How do you see the connection between music and science and what can these two fields reveal about each other?

I have been taking music theory lessons lately and it's fascinating how, in a way, music is a language totally translatable into mathematics. But still, it gets easier to learn it when you start to associate imaginary ideas or feelings to it. As is science and, I guess, everything around us.

But at the same time, both music and science have these mystical, unexplainable elements to it, that we all share and that can support us in so many situations. Especially when in Music Therapy, reading about the history of the discipline and how it fought for scientific recognition.

It's funny, science (and sometimes music) is like this big entity that we all have to prove we are real enough for to be taken into consideration.

Creativity can reach many different corners of our lives.

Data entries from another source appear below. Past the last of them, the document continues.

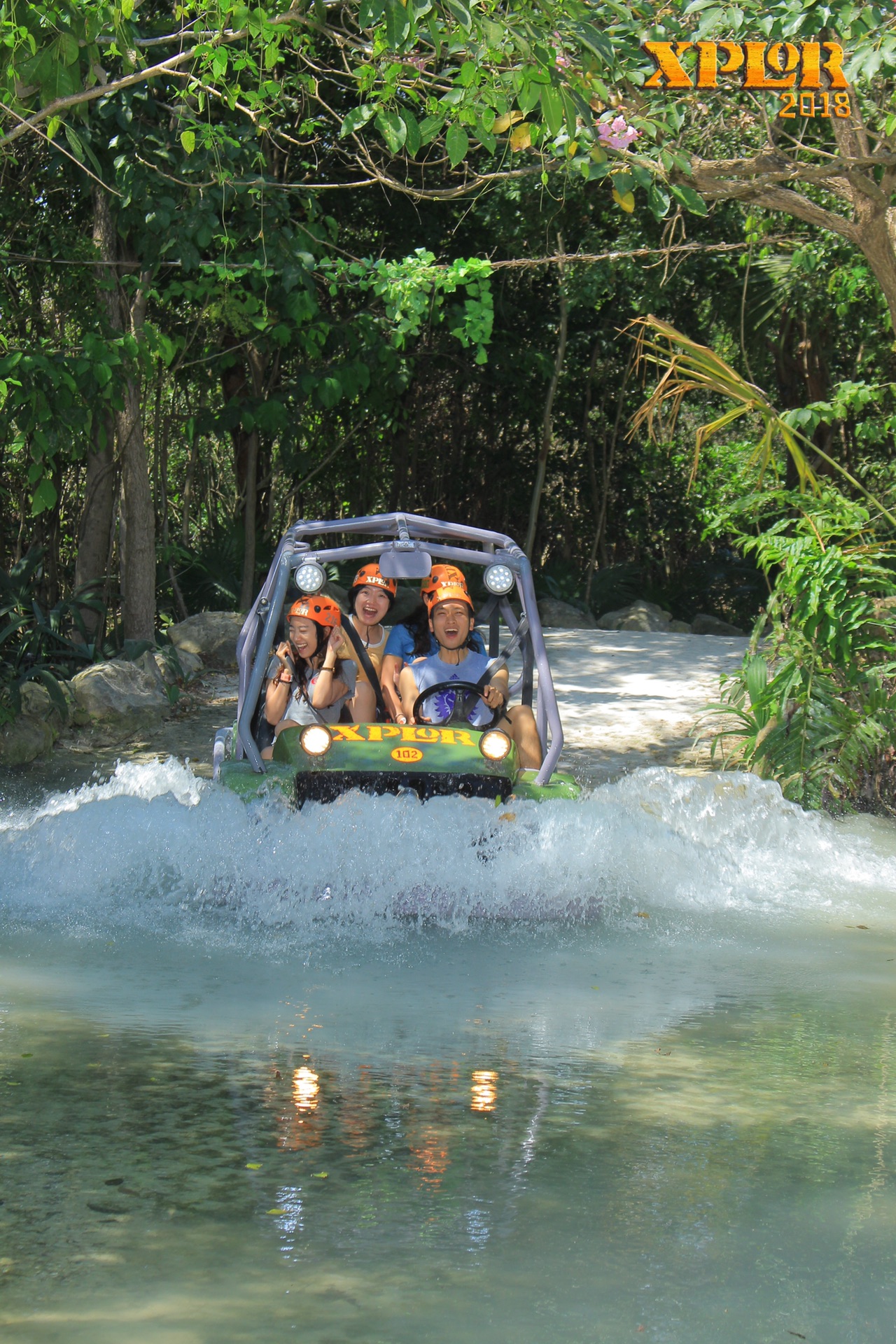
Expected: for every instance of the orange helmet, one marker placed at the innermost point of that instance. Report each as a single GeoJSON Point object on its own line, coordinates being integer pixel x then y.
{"type": "Point", "coordinates": [448, 593]}
{"type": "Point", "coordinates": [316, 608]}
{"type": "Point", "coordinates": [438, 577]}
{"type": "Point", "coordinates": [370, 574]}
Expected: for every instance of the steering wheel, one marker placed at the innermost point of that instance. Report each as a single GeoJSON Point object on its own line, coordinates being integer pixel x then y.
{"type": "Point", "coordinates": [468, 692]}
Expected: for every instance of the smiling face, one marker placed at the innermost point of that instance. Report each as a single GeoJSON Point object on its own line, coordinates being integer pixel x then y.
{"type": "Point", "coordinates": [302, 636]}
{"type": "Point", "coordinates": [371, 605]}
{"type": "Point", "coordinates": [451, 622]}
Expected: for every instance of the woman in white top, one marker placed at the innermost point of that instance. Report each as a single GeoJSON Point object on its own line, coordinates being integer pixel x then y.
{"type": "Point", "coordinates": [370, 598]}
{"type": "Point", "coordinates": [308, 682]}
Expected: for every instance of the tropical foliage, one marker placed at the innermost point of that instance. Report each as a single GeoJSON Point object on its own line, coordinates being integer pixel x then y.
{"type": "Point", "coordinates": [814, 704]}
{"type": "Point", "coordinates": [262, 262]}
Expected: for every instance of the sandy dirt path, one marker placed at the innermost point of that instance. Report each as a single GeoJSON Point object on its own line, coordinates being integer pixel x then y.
{"type": "Point", "coordinates": [626, 701]}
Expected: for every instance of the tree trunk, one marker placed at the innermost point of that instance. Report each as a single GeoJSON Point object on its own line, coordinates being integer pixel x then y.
{"type": "Point", "coordinates": [237, 384]}
{"type": "Point", "coordinates": [139, 550]}
{"type": "Point", "coordinates": [94, 527]}
{"type": "Point", "coordinates": [547, 420]}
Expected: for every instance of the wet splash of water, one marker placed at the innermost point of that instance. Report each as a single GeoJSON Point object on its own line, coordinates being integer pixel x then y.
{"type": "Point", "coordinates": [153, 847]}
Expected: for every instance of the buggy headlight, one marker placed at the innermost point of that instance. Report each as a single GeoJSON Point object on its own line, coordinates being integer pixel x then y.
{"type": "Point", "coordinates": [311, 577]}
{"type": "Point", "coordinates": [498, 580]}
{"type": "Point", "coordinates": [316, 739]}
{"type": "Point", "coordinates": [495, 745]}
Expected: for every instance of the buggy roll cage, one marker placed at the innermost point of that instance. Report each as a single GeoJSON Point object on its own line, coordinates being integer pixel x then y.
{"type": "Point", "coordinates": [402, 554]}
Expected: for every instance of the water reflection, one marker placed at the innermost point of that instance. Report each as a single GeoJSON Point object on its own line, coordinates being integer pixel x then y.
{"type": "Point", "coordinates": [305, 1089]}
{"type": "Point", "coordinates": [750, 1145]}
{"type": "Point", "coordinates": [484, 1092]}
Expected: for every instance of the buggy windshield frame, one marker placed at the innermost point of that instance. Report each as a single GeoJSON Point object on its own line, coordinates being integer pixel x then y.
{"type": "Point", "coordinates": [397, 536]}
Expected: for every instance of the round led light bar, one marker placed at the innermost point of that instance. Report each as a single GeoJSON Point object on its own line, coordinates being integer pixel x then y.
{"type": "Point", "coordinates": [495, 745]}
{"type": "Point", "coordinates": [311, 577]}
{"type": "Point", "coordinates": [316, 739]}
{"type": "Point", "coordinates": [498, 580]}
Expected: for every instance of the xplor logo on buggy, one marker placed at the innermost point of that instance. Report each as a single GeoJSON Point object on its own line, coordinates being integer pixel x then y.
{"type": "Point", "coordinates": [412, 733]}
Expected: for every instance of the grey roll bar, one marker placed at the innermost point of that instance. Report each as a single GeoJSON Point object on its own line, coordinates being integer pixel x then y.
{"type": "Point", "coordinates": [399, 534]}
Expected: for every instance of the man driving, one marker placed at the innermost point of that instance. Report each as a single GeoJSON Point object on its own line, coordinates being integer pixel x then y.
{"type": "Point", "coordinates": [451, 620]}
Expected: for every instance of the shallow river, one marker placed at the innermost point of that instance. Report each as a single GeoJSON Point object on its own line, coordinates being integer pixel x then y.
{"type": "Point", "coordinates": [599, 1072]}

Do you feel as though writing or performing a piece of music is inherently different from something like making a great cup of coffee? What do you express through music that you couldn't or wouldn't in more 'mundane' tasks?

It's definitely different! I think it's because music is one of the few things that triggers so many parts of our brain at once.

I mean, as far as I remember, the studies say that our brain reacts just as if music was a drug. There are other activities that people express themselves, like cooking or pottery. But there is an expressive freedom to music like no other. And it's a constant exchange between playing and at the same time listening and instantly receiving back what we are putting out.

I feel like music is for me this ultimate place of expressing things and the sensory side of it is very rewarding. When doing mundane tasks I might be a very anxious person, to be neat and precise and do it right. So music-making feels like that place where I can allow myself to be anything but that.

Music is vibration in the air, captured by our ear drums. From your perspective as a creator and listener, do you have an explanation how it able to transmit such diverse and potentially deep messages?

I think we love to feel connected through our imaginary and symbolic senses.

Like when we watch a powerful movie, it is another universe with its own images and colours and emotions shared on that level. We've been exposed to our auditory senses since very early on in our lives, and we might not be aware but we've been collecting these auditory inputs, reframing and associating it with our emotions ever since. I feel like every one of us constructs their own unique inner soundscape, with completely different "sound-dictionaries", although culturally we share a lot of the same meanings together.

So it might be this beautiful consonant blend between the shared (listening to music from others) and recognizing something of us inside it that gives music such a potential of transmitting messages we feel deeply related to.